Araraquara e opções em espaços fechados
Em Araraquara, a maioria das comemorações da virada ocorre em ambientes privados. Clubes sociais, casas de eventos e bares apostam em festas com DJs e bandas ao vivo, explorando diferentes estilos musicais, como pop, eletrônico, rock e pagode. Parte da programação começa ainda na noite do dia 31 e segue pela madrugada do dia 1º de janeiro.
A proposta dos organizadores é oferecer experiências prolongadas, com estrutura completa, atraindo o público que busca conforto e programação contínua durante toda a virada.
São Paulo e oferta com eventos temáticos
Em São Paulo, a celebração do Réveillon se distribui por vários pontos da cidade.
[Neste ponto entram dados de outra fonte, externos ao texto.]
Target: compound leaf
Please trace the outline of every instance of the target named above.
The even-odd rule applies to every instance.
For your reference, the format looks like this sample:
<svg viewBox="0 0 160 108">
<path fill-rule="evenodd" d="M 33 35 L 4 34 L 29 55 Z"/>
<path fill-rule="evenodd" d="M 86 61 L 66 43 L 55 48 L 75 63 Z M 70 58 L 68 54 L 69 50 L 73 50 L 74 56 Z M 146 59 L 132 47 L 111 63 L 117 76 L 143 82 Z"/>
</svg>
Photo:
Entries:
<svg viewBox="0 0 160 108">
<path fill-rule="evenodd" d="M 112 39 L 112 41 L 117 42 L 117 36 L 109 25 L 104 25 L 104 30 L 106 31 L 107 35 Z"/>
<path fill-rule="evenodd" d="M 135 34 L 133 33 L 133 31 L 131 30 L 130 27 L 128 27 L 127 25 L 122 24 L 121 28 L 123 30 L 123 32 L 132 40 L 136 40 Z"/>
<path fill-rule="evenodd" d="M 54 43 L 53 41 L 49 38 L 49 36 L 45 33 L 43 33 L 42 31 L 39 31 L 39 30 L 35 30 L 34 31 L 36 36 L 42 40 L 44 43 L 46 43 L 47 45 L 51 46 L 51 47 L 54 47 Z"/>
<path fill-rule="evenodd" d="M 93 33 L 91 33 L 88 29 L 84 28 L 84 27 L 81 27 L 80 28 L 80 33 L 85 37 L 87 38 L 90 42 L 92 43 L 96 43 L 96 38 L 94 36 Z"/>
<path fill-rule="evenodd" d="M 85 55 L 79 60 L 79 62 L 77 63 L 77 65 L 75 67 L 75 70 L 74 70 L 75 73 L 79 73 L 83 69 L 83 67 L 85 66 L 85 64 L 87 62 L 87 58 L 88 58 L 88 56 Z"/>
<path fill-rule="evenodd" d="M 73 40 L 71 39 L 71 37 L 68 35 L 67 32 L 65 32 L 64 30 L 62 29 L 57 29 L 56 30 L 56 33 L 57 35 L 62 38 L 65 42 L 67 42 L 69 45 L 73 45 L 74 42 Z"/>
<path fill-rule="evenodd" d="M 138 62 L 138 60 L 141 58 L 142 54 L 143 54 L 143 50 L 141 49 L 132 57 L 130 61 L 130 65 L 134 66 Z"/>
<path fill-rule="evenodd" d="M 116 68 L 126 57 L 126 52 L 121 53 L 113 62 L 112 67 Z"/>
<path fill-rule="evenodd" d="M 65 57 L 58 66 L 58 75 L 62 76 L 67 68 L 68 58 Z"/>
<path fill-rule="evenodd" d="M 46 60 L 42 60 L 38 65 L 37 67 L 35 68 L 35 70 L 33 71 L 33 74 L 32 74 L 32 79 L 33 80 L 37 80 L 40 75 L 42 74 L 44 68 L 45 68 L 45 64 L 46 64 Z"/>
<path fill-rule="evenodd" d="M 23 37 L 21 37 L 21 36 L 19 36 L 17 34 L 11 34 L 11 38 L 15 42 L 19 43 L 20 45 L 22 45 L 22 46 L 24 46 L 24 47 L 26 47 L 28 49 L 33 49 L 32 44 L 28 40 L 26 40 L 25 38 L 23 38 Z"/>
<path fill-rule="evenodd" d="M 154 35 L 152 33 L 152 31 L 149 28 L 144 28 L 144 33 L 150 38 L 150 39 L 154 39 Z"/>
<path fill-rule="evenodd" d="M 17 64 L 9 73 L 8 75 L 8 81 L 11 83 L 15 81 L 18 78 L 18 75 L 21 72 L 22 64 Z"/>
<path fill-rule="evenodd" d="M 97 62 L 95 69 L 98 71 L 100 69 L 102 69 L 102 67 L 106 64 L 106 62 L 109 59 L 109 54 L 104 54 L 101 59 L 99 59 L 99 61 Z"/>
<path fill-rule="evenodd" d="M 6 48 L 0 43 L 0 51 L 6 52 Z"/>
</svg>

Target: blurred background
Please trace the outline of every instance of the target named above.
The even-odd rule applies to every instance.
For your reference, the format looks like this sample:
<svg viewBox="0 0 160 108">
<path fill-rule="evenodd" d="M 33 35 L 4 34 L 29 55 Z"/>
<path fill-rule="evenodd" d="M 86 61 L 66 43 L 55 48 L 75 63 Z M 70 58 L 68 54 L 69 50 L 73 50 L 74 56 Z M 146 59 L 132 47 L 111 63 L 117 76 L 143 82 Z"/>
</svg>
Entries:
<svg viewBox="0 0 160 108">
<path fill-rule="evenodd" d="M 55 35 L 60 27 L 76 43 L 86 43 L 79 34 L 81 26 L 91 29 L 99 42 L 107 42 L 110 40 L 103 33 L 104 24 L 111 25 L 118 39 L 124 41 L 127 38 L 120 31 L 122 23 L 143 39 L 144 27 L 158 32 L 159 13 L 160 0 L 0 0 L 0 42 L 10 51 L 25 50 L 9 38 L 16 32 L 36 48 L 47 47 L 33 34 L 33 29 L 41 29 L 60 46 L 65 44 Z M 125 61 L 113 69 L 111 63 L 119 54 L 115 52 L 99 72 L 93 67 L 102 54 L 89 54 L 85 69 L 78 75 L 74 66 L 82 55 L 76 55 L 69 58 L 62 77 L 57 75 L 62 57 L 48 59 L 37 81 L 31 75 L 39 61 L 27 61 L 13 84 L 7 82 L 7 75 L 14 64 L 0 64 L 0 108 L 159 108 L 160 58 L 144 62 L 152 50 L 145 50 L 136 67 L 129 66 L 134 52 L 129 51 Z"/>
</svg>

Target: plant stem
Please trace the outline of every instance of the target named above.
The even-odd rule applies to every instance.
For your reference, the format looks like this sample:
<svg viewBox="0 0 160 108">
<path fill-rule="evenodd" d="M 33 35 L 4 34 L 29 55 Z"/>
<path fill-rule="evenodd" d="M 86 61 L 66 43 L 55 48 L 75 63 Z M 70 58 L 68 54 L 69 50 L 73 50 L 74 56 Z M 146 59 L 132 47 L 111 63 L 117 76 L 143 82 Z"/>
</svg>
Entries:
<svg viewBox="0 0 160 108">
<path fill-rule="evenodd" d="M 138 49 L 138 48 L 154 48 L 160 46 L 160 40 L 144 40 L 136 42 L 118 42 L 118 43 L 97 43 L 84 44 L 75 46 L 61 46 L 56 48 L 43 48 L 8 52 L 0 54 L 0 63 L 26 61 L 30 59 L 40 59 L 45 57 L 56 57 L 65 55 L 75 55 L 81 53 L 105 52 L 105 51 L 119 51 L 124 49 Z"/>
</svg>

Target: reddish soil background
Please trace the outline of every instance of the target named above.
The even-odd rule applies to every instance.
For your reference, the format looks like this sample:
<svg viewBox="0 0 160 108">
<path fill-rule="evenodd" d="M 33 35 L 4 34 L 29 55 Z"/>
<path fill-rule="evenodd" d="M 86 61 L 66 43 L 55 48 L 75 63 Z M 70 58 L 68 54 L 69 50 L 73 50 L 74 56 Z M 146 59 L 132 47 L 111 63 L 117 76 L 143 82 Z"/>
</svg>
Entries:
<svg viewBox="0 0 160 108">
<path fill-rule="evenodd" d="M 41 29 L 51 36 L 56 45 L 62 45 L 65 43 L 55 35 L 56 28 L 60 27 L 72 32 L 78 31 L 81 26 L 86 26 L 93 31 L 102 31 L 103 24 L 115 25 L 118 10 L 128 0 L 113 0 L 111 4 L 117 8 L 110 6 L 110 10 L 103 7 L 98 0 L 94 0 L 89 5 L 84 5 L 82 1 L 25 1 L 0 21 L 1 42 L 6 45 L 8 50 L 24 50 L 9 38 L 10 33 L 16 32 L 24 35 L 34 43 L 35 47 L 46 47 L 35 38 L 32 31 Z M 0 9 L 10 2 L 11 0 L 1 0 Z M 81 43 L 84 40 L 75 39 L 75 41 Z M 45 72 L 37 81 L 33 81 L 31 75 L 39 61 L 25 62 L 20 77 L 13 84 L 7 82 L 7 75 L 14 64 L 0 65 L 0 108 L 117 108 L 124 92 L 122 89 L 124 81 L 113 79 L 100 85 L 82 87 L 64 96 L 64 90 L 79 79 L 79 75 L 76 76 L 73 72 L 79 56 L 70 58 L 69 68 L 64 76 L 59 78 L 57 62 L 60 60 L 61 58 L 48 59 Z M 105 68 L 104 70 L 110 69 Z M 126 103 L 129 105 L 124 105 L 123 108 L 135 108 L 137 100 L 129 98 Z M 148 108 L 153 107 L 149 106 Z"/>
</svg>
Além das tradicionais festas em clubes e casas noturnas, eventos temáticos ganham espaço, alguns realizados em áreas mais amplas ou fora do centro urbano.
A diversidade de formatos inclui música ao vivo, apresentações de DJs e propostas diferenciadas, voltadas tanto para jovens quanto para públicos que preferem ambientes mais tranquilos para receber o novo ano.

Réveillon em São Paulo (Foto: reprodução/X/@infomoney)
Cidades da região mantêm tradição de festas públicas
Nos municípios menores da região, a virada de ano segue marcada por eventos públicos e gratuitos. Cidades como Corumbataí, Matão, Boa Esperança do Sul e Motuca organizam celebrações em praças centrais, com shows de artistas locais e programação voltada às famílias.
Em algumas localidades, a entrada simbólica é associada à doação de alimentos, reforçando o caráter comunitário das festividades e a mobilização social no início do ano.
Eventos híbridos e impacto na economia local
Outras cidades apostam em formatos híbridos, com áreas abertas ao público e espaços reservados, como camarotes ou setores exclusivos. A estratégia busca ampliar o acesso às festas e, ao mesmo tempo, gerar receita para os organizadores e para o comércio local.
Além do aspecto cultural, o Réveillon também movimenta setores como bares, restaurantes, hospedagem e transporte, contribuindo para o aquecimento da economia regional no período de fim de ano.
Diversidade marca a chegada de 2026
A programação de Réveillon na região reforça uma tendência observada nos últimos anos no interior paulista: menos centralização em grandes eventos únicos e maior diversidade de opções espalhadas pelas cidades.
Assim, a virada de 2026 promete atender tanto quem prefere comemorações coletivas quanto quem opta por festas privadas ou encontros mais reservados.